The saying “necessity is the mother of invention” doesn’t really hold any water when it comes to the accidental inventions that are extremely useful in our lives.
The idea of the first nonstick technology came up during research on another modern kitchen staple — the refrigerator. Scientists at the Kinetic Chemicals plant (a subsidiary of DuPont) were searching for a less toxic chemical to use as a new refrigerant but mistakenly created an exceptionally slippery substance.
Roy Plunkett, one of the scientists on the team, set up a mixture that was meant to produce Tetrafluoroethylene gas and left it overnight. The next morning, he arrived to work and found a white, waxy substance in place of the gas he had expected. Analysis of the chemical revealed that the new substance was actually Polytetrafluoroethylene (PTFE). Having said that, this was not a direct lead towards non-stick pans until Marc Gregoire, a French Engineer, found a way to bond PTFE to aluminum. This led to the discovery of a household item that is used in our kitchens, quite frequently.
Sticky Paper Notes
Sticky notes, also known as Post-it® notes or repositionable notes, are small pieces of paper that feature a light adhesive on the back. The adhesive allows the notes to be attached to a wide variety of documents and surfaces — and removed and reattached multiple times. In 1968, Dr. Spencer Silver, a Chemist at 3M Company, invented a unique, low-tack adhesive that would stick to things but also could be repositioned multiple times. The funny thing is that he was trying to invent a super-strong adhesive but ended up with a super-weak one. At the time, a weak glue seemed useless for everyone and its use was not recognized until Art Fry, a Colleague of Dr. Silver used the adhesive to keep bookmarks in his hymnal. Today, about 50 billion of these notes are used every year.
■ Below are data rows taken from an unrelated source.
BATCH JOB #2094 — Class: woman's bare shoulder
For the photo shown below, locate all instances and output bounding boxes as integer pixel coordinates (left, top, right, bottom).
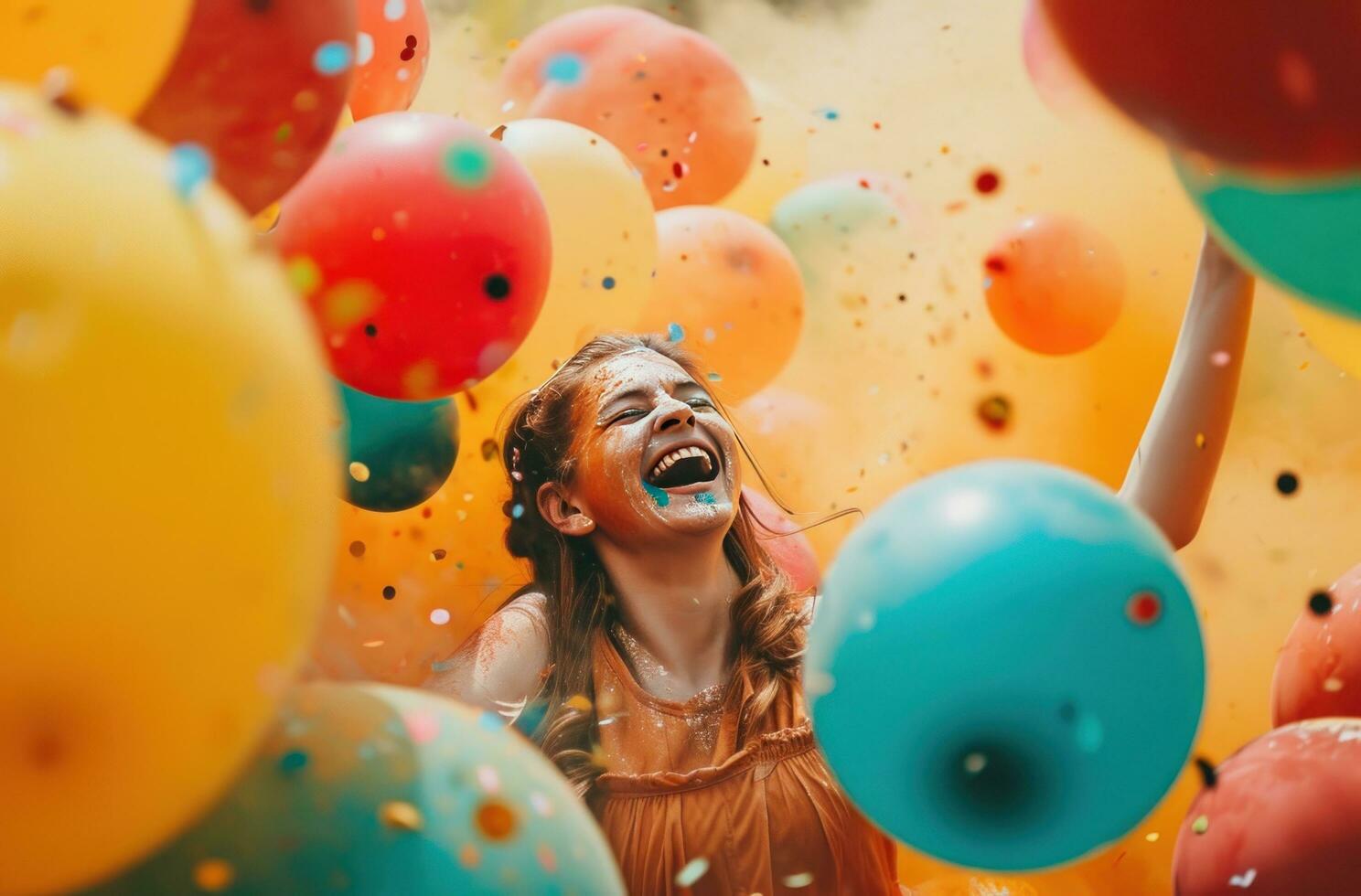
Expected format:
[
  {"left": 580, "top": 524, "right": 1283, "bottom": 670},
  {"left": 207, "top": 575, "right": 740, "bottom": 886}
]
[{"left": 424, "top": 589, "right": 549, "bottom": 712}]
Safety glass is well-known for its shatterproof properties. Also called the laminated glass, the advantage of this material over normal glass is that it does not crack into sharp shards. Instead, it stays together even if it is cracked. Safety glass was invented by Édouard Bénédictus in 1903.
While working in his lab, he accidentally knocked a glass flask off of his desk. Much to his surprise, the glass more or less kept its shape rather than shattering to tiny pieces. This urged Bénédictus to investigate the matter. He found that the glass had at one time contained plastic cellulose nitrate, which had dried on the flask and created a type of adhesive film coating on the inside. This led to the discovery of this amazing household item that has found a number of applications in today’s world. Some common ones among them are mobile phone screens, car windows, and glass backed home-appliances.
Whether you believe it or not, plastic was an accidental invention. It is one of the most commonly used household items despite the fact that its use has changed drastically over the years. Recently, the use of plastic is being minimized in a lot of countries because it poses a massive threat to wildlife animals and the planet due to its non-biodegradable nature. Ironically, plastic was initially created to save wildlife by using it as an alternative to ivory.
In 1869, John Hyatt answered a New York firm’s call to find a substitute for ivory billiard balls. He found that combining cellulose (derived from cotton fiber) with camphor produced a substance which was flexible, strong, and moldable. Chemical companies soon began researching and developing new plastics for every different use like wartime equipment, furniture, cookware, motor vehicles, and various other household items. All in all, it can be used in virtually all the sectors of life.
Safety Pin is one of those household items that you are never able to find when you need them the most. Walter Hunt, the man who invented the safety pin had no intention of doing so. Hunt was simply fiddling with a piece of wire while trying to figure out a way to pay off a $15 debt when he invented the safety pin in 1849. While doing so, he noticed that the piece of wire now had a coiled spring at the bottom. Hunt added a clasp to the top, allowing the pointy end of the safety pin to be secured at the top and sold the idea outright for $400.